Lynden Archer, James A. Friend Family Distinguished Professor of Engineering et doyen de Cornell Engineering
L’équipe a publié son article intitulé “Fast charging, long-life storage in lithium batteries” le 16 janvier dans la revue Joule. L’auteur principal est Shuo Jin, doctorant en ingénierie chimique et biomoléculaire.
Les batteries lithium-ion sont l’un des moyens les plus populaires pour alimenter les véhicules électriques et les smartphones. Ces batteries sont légères, fiables et relativement économes en énergie. Cependant, elles mettent des heures à se recharger et n’ont pas la capacité de supporter de grandes pointes de courant.
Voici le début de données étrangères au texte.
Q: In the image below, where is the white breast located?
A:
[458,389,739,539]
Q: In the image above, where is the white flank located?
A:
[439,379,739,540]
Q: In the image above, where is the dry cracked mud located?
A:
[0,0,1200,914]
Notre objectif était de créer des électrodes de batterie qui se chargent et se déchargent d’une manière compatible avec la routine quotidienne”, a déclaré M. Jin. “Concrètement, nous voulons que nos appareils électroniques se chargent rapidement et fonctionnent pendant de longues périodes. Pour y parvenir, nous avons identifié un matériau d’anode en indium unique qui peut être associé efficacement à divers matériaux de cathode pour créer une batterie qui se charge rapidement et se décharge lentement.
Shuo Jin
Le laboratoire de M. Archer a précédemment abordé la conception des batteries en se concentrant sur la manière dont les ions se déplacent dans les électrolytes et se cristallisent aux interfaces des anodes métalliques, puis a utilisé ces connaissances pour manipuler la morphologie des électrodes afin de créer des anodes plus sûres pour un stockage de longue durée.
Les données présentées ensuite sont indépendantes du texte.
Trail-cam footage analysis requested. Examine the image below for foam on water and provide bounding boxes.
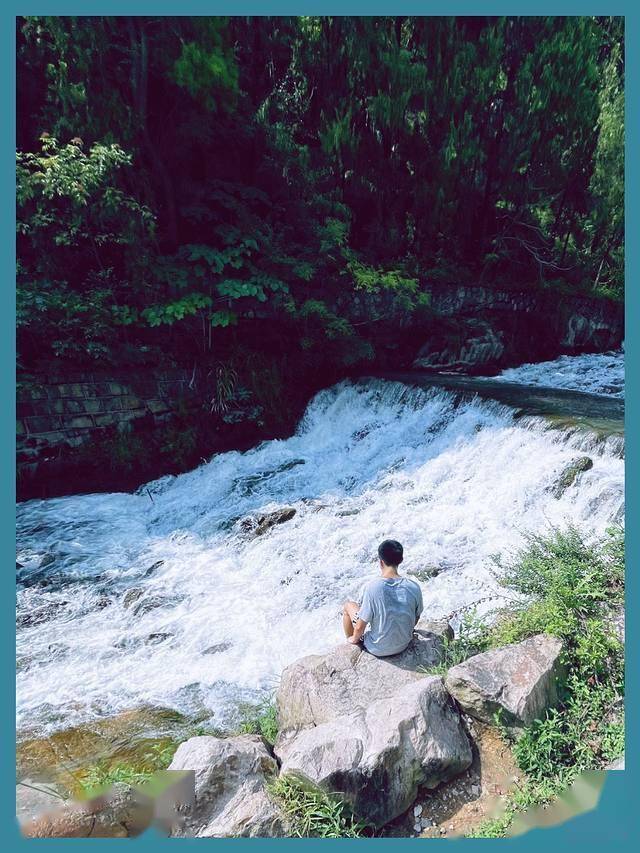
[17,366,624,733]
[494,351,624,397]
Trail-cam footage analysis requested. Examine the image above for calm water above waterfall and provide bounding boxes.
[17,354,624,734]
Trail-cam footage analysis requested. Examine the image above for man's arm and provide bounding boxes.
[347,619,367,645]
[414,584,424,627]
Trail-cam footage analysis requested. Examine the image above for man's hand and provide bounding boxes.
[348,619,367,646]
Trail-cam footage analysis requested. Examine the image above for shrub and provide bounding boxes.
[464,528,624,838]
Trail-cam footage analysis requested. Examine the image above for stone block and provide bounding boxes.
[67,416,93,429]
[94,412,120,427]
[122,394,142,409]
[147,400,170,415]
[61,399,84,415]
[26,417,60,433]
[83,397,104,415]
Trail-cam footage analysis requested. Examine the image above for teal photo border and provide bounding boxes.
[0,5,640,853]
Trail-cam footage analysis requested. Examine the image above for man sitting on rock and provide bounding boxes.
[342,539,423,657]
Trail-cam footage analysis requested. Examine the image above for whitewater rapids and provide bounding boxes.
[17,356,624,735]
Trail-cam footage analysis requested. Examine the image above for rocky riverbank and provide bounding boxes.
[16,622,562,837]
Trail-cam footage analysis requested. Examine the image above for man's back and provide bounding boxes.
[358,577,423,657]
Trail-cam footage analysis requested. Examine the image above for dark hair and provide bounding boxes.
[378,539,402,568]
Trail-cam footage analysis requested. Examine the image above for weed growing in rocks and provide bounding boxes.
[232,700,278,745]
[269,775,366,838]
[420,611,490,675]
[74,741,178,796]
[464,528,624,838]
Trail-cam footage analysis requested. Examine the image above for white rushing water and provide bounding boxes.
[495,351,624,398]
[17,352,624,733]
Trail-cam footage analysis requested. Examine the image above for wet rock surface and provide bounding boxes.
[276,623,445,731]
[238,506,296,536]
[445,634,562,727]
[552,456,593,500]
[275,676,472,827]
[169,735,285,838]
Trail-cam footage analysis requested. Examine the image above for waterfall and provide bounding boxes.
[17,356,624,734]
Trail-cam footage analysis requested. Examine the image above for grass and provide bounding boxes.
[269,775,366,838]
[418,611,490,676]
[73,741,178,797]
[235,699,278,745]
[462,528,624,838]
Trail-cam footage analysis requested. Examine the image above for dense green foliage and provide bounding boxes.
[460,529,624,837]
[17,16,624,390]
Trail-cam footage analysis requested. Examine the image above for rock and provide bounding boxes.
[144,560,164,578]
[276,630,444,731]
[21,783,153,838]
[16,601,69,628]
[445,634,562,727]
[413,318,505,370]
[552,456,593,500]
[133,595,175,616]
[169,735,285,838]
[275,680,472,827]
[606,753,624,770]
[416,616,453,640]
[239,506,296,536]
[202,640,233,655]
[16,778,62,824]
[122,586,144,610]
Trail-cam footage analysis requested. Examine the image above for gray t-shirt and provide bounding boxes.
[358,578,423,657]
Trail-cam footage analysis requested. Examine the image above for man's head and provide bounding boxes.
[378,539,402,569]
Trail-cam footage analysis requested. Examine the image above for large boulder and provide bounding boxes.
[276,669,472,827]
[445,634,562,728]
[238,506,296,536]
[276,625,448,731]
[169,735,285,838]
[551,456,593,500]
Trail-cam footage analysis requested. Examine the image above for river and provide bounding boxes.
[17,353,624,736]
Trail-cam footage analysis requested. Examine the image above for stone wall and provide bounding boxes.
[16,369,195,470]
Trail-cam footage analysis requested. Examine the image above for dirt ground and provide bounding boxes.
[384,720,524,838]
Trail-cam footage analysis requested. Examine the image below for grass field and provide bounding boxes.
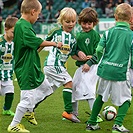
[0,51,133,133]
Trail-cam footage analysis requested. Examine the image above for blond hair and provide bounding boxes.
[5,16,18,29]
[57,7,77,25]
[78,7,99,26]
[21,0,41,14]
[114,3,132,22]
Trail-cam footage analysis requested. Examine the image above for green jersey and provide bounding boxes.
[0,36,14,81]
[14,18,44,90]
[44,28,76,66]
[76,29,100,66]
[96,22,132,81]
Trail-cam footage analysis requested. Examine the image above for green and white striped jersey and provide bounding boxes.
[96,22,133,81]
[0,36,14,81]
[44,28,76,66]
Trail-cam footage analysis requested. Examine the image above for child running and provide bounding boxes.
[44,7,80,122]
[72,7,102,122]
[86,3,133,133]
[0,17,18,116]
[7,0,62,133]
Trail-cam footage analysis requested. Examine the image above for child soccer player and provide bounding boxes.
[72,8,102,122]
[86,3,132,133]
[7,0,62,133]
[129,7,133,89]
[0,17,18,116]
[44,7,80,122]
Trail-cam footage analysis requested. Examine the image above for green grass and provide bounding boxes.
[0,52,133,133]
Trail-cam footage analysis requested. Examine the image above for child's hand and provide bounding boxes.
[82,64,90,72]
[78,51,87,61]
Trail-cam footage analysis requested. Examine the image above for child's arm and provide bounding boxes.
[96,45,104,62]
[37,41,63,53]
[72,51,90,61]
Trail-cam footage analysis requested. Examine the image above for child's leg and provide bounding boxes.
[62,88,80,122]
[3,93,14,110]
[115,101,131,126]
[63,88,73,113]
[88,95,104,125]
[10,104,27,126]
[72,101,78,116]
[87,98,96,111]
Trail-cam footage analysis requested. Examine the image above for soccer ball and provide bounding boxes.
[102,106,117,121]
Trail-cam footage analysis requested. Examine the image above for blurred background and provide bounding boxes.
[0,0,133,34]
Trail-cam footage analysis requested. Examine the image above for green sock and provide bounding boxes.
[115,101,131,126]
[63,88,73,113]
[88,95,104,125]
[3,93,14,110]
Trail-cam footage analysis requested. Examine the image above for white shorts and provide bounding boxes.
[97,77,132,106]
[0,80,14,95]
[19,79,53,111]
[43,66,72,91]
[72,65,98,102]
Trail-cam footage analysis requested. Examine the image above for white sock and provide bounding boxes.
[10,105,27,126]
[87,98,95,111]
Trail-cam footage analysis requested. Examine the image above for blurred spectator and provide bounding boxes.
[82,0,91,9]
[105,3,114,18]
[99,0,107,14]
[0,0,4,34]
[90,0,97,10]
[0,0,4,15]
[116,0,124,6]
[12,0,23,17]
[54,10,60,19]
[46,0,53,11]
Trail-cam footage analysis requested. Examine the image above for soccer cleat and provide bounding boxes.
[2,110,15,116]
[97,115,103,123]
[62,111,80,123]
[7,124,30,133]
[23,112,37,125]
[112,124,130,133]
[86,124,100,131]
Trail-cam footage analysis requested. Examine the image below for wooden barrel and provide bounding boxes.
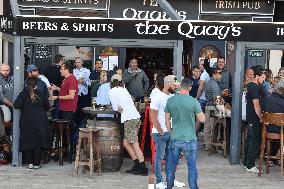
[95,120,123,172]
Pour leur nouvelle batterie au lithium, les chercheurs ont adopté une approche différente et se sont concentrés sur la cinétique des réactions électrochimiques, en utilisant notamment un concept de génie chimique appelé “nombre de Damköhler”. Il s’agit essentiellement d’une mesure de la vitesse à laquelle les réactions chimiques se produisent, par rapport à la vitesse à laquelle les matériaux sont transportés vers le site de réaction.
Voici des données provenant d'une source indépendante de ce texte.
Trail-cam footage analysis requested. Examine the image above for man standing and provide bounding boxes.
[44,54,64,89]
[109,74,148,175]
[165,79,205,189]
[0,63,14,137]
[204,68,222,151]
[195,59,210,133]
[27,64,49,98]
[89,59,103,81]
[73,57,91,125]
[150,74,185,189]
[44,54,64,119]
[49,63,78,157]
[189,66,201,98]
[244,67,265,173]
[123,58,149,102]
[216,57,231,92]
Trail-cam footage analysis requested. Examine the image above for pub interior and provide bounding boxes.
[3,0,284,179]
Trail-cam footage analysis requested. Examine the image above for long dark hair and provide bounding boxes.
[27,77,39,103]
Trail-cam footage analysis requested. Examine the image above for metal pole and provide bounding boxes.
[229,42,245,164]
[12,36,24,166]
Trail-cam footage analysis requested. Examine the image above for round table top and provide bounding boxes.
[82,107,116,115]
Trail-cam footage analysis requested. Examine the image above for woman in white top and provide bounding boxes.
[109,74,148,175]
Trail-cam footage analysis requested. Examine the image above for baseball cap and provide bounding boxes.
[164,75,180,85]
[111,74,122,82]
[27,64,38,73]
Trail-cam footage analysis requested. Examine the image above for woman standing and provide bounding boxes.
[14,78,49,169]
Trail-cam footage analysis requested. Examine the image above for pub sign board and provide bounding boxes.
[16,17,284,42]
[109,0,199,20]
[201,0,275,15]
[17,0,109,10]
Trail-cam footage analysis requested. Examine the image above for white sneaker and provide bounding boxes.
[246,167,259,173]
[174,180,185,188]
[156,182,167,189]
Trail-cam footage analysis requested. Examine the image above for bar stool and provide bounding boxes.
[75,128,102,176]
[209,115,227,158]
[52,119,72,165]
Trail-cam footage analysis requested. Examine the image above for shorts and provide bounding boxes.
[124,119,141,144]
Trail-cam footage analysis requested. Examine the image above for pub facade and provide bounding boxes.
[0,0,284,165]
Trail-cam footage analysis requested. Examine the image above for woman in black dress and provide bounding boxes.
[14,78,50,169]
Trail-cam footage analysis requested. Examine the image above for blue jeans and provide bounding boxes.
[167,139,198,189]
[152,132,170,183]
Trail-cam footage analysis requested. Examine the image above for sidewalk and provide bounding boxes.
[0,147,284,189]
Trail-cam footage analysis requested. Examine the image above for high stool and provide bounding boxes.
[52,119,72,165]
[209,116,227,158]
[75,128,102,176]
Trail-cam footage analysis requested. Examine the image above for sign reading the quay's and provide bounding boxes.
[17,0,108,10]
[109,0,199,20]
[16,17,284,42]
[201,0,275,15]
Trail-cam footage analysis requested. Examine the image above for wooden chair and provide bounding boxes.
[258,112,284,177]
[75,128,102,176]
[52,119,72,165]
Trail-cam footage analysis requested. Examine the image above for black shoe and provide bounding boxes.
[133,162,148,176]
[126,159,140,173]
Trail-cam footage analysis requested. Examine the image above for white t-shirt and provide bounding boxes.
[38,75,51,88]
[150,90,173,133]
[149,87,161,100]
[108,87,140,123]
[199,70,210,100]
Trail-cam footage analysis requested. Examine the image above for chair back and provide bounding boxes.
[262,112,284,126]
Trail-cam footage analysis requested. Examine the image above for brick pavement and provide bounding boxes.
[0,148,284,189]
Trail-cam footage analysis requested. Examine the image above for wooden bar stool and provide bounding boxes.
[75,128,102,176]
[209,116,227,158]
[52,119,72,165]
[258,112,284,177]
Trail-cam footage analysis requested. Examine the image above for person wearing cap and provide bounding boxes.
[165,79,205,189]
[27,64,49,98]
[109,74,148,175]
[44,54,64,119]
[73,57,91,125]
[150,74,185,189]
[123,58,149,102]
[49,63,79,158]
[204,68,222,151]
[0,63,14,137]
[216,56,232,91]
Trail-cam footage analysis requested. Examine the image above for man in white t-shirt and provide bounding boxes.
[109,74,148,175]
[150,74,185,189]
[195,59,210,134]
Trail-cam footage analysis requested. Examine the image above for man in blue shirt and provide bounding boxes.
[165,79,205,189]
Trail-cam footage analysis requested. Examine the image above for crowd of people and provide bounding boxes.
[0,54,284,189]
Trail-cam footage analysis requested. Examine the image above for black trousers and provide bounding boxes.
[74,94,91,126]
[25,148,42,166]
L’identification de matériaux d’électrodes de batterie présentant des taux de transport solide intrinsèquement rapides, et donc des nombres de Damköhler faibles, a aidé les chercheurs à identifier l’indium comme un matériau exceptionnellement prometteur pour les batteries à charge rapide. L’indium est un métal mou, utilisé principalement pour fabriquer des revêtements d’oxyde d’indium-étain pour les écrans tactiles et les panneaux solaires, ainsi que pour remplacer le plomb dans les soudures à basse température.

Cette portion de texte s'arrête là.